A Bíblia não é um compêndio de doutrinas — é um campo de batalha onde fé e dúvida dançam uma dança antiga. É poesia e pólvora. É carne e espírito. É lamento e riso. É grito e silêncio. É história contada à beira do fogo, é canção entoada no exílio, é carta escrita entre correntes. A teologia, se for viva, precisa de tudo isso. Precisa ouvir os tambores africanos, os cânticos indígenas, os poemas místicos do deserto, os gritos urbanos dos becos, as lágrimas do corpo enfermo e o silêncio contemplativo dos monges.
O maior erro da teologia moderna talvez tenha sido acreditar que ela poderia compreender Deus. Como se o finito pudesse abraçar o Infinito com fórmulas, sistemas e nomenclaturas. Como se o Eterno pudesse ser estocado em bibliografias. Esqueceram-se de que toda teologia que se quer total é, no fundo, uma idolatria intelectual. E como todo ídolo, oferece a segurança do controle, mas jamais entrega a verdade da presença.
Deus não se deixa domesticar por nossas categorias. Ele é o que é — e isso é mais do que podemos suportar. Deus se revela, Deus se oculta, e Deus se revela na sua ocultação. A revelação não é um espelho, é um véu. O teólogo, se verdadeiro, é aquele que sabe que tateia no escuro como o cego de nascença, mas que, ao ouvir a voz do Filho, diz: “Creio, Senhor”. E adora.
A Bíblia é a gramática da fé, mas não é um dicionário de definições. É mais como um poema que canta enquanto quebra, que consola enquanto desconstrói. E quando é bem lida, não nos entrega uma fórmula, mas nos convida para a vida. A Palavra, quando ouvida com o coração, se torna carne no corpo do pobre que acolhemos, no inimigo que perdoamos, na criança que ensinamos, no pão que partilhamos. A teologia acontece ali — onde a vida acontece. No chão, no suor, no sangue. E no canto.
Não há tradição cristã que detenha o monopólio da verdade. Há sopros. Há ecos. Há lampejos. Mas não há prisão possível para o Verbo. O Verbo anda por onde quer. E Ele quer andar conosco — com dançarinos, lavradores, poetas, mães, órfãos, políticos, pensadores, loucos, autistas, excluídos, velhos, adolescentes, mártires e sobreviventes. É por isso que a verdadeira teologia é também política, cultura, história, arte e abraço. Ela não cabe no gabinete, ela se derrama na rua.

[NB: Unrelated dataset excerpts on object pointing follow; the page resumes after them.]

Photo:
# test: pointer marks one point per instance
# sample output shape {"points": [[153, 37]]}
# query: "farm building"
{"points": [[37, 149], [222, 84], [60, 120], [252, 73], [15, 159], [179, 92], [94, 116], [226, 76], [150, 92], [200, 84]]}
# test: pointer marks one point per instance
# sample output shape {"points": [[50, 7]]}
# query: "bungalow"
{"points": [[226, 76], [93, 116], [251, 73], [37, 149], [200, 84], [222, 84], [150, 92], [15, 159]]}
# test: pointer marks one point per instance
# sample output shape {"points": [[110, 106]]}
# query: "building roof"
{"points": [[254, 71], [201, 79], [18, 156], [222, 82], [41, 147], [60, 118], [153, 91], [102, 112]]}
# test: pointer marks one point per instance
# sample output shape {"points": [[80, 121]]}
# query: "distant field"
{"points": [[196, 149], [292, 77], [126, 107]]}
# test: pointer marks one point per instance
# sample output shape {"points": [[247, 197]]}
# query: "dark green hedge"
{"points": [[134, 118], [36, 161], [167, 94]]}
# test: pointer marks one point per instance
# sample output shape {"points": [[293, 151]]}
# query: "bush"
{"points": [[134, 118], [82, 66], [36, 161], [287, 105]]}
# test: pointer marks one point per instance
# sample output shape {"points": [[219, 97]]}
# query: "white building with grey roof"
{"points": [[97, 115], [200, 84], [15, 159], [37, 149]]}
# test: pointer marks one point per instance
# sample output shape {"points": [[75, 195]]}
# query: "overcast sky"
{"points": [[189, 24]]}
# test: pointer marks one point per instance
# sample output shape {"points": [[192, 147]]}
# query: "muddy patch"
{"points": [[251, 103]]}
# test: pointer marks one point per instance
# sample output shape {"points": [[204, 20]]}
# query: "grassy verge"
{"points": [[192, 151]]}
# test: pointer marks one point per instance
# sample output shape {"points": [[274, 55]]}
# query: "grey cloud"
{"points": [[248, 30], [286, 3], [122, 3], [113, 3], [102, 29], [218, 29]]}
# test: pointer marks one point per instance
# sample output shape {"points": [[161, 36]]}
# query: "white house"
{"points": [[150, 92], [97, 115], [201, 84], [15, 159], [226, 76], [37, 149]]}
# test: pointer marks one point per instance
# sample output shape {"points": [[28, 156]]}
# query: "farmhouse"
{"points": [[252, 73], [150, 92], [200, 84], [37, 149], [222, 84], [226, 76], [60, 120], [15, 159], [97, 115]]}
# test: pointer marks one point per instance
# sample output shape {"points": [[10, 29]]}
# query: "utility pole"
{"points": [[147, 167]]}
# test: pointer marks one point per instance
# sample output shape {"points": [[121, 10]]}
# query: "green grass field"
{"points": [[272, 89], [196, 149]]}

Se queremos fazer teologia, então que desçamos do púlpito frio das certezas absolutas e caminhemos pelo caminho poeirento da Galileia. Ali onde Deus, surpreendentemente, decidiu nascer. Ali onde Ele tocou o leproso, chorou com as irmãs de Lázaro, comeu com pecadores, discutiu com religiosos e morreu entre ladrões. Ali a teologia ganhou carne e ossos. E ali continua a viver, não como tratado, mas como testemunho.
Porque, no fim das contas, a melhor teologia ainda é a do Cordeiro calado diante do matadouro, e a do túmulo vazio que confunde os sábios. Porque nenhuma mente humana pode conter o Mistério. Mas todo coração quebrantado pode ser tocado por Ele.
A teologia, se quiser ser fiel ao Cristo, deve voltar a ser humana. Deve suar, deve sangrar, deve cantar. Deve morrer e ressuscitar com Ele, dia após dia. Não como ciência dos mortos, mas como arte dos vivos.
E é assim que ela floresce: não como sistema, mas como semente. Uma boa semente. E a boa semente sempre dá fruto. Mesmo que plantada no chão duro da vida. Mesmo que regada por lágrimas.
Mesmo que ninguém veja.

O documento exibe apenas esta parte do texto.